Inside Gaming Column: Bulls Base Outlook on Relentless Boom

3 October 2005

Wall Street remains bullish on gaming. Despite rising gasoline prices and airfares and the wreckage from hurricanes hitting the rest of the hospitality industry hard, analysts say America's infatuation with gambling never seems to flag, thanks to the love affair baby boomers are having with Las Vegas. That, plus the industry as a whole gets a small share of its revenue from the hard-hit Gulf Coast area, anyhow. Analysts say to expect more investment in Strip projects, not less, thanks to seemingly relentless consumer demand.

Skeptics are wrestling with rumors run amok about property consolidations involving the Sahara, Wet 'n Wild, the Riviera and neighboring properties.

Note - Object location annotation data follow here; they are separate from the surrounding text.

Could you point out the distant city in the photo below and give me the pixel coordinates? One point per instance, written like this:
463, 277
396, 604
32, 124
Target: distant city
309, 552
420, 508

The opportunities for another megaresort are real, they say, but it will take a $2 billion-plus ante to get into the game, buy out the owners and launch a major redevelopment. Small fish are just trying to hype their own prospects. An investor with the staying power of really deep pockets is going to win out.

Meanwhile, gaming operators are catching their breath after rates for rooms booked in advance dropped precipitously at the beginning of October. Wall Street reported average rates were down a historic one-third from the previous year, but a strong convention calendar pulled prices and revenue back in line with long-term expectations. While operators say smart rate management gets the credit, naysayers say to hold on for a rough ride over the fall.

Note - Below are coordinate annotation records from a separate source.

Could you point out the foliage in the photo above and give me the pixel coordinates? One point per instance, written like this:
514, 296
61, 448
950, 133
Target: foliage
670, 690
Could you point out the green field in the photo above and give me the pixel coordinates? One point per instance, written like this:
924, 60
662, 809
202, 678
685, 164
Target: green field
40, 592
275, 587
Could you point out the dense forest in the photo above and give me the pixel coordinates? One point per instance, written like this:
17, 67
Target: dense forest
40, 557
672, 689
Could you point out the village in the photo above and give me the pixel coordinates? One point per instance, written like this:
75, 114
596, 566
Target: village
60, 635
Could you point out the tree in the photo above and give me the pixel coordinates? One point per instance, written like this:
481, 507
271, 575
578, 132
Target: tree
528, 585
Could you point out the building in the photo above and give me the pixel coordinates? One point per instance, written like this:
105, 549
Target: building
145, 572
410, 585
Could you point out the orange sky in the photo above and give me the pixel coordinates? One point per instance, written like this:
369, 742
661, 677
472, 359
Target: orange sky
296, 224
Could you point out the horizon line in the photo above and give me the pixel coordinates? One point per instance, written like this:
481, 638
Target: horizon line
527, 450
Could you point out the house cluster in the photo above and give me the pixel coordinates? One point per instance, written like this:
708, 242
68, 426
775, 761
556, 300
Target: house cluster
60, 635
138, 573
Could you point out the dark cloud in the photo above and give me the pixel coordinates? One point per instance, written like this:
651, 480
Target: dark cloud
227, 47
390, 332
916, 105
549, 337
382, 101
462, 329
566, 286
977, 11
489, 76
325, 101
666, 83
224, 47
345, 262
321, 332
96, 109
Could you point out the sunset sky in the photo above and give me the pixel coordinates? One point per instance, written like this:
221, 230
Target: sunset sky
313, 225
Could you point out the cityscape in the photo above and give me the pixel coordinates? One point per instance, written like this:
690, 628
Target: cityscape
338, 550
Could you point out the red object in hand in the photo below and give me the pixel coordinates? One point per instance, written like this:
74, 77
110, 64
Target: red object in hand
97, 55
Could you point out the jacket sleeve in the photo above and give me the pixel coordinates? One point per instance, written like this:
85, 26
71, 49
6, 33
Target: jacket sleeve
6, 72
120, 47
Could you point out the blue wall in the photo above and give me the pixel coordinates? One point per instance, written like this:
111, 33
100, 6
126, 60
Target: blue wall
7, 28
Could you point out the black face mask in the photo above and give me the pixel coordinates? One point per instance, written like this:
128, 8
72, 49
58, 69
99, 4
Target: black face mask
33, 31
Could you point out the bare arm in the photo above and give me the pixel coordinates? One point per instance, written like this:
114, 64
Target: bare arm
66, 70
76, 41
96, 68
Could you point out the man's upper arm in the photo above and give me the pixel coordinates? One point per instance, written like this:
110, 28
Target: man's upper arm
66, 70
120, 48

In the same vein, meeting planners say long-term demand for convention space in Las Vegas is reaching a crescendo. Trade-show organizers say membership and attendance always grow when meetings are planned for the Strip. And, they add, the projected boom in new developments is creating a long-term cachet like never before. Couple that with doubts about Gulf Coast redevelopment anytime soon, and some hotel-casinos say they are actually booking rooms as well as meetings as far as a decade in advance.

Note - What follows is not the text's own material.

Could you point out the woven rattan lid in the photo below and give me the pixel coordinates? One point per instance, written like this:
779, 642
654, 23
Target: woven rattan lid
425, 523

West Coast media are crediting local developer Steve Wynn for having "the vision thing." Wynn is telling the world his "Avenue Q" Broadway puppet show proves Las Vegas is likely to become the New York theater district's "off Broadway." That fits with what MRC Group honcho Jim Medick has found with his survey research lab in the Grand Canal Shoppes. Medick says if the income demographics fit, you can find any U.S. geographic cross section here in Las Vegas. That's why his studio and its counterpart at MGM Grand have proved successful testing movies, TV shows, commercials and national product lines.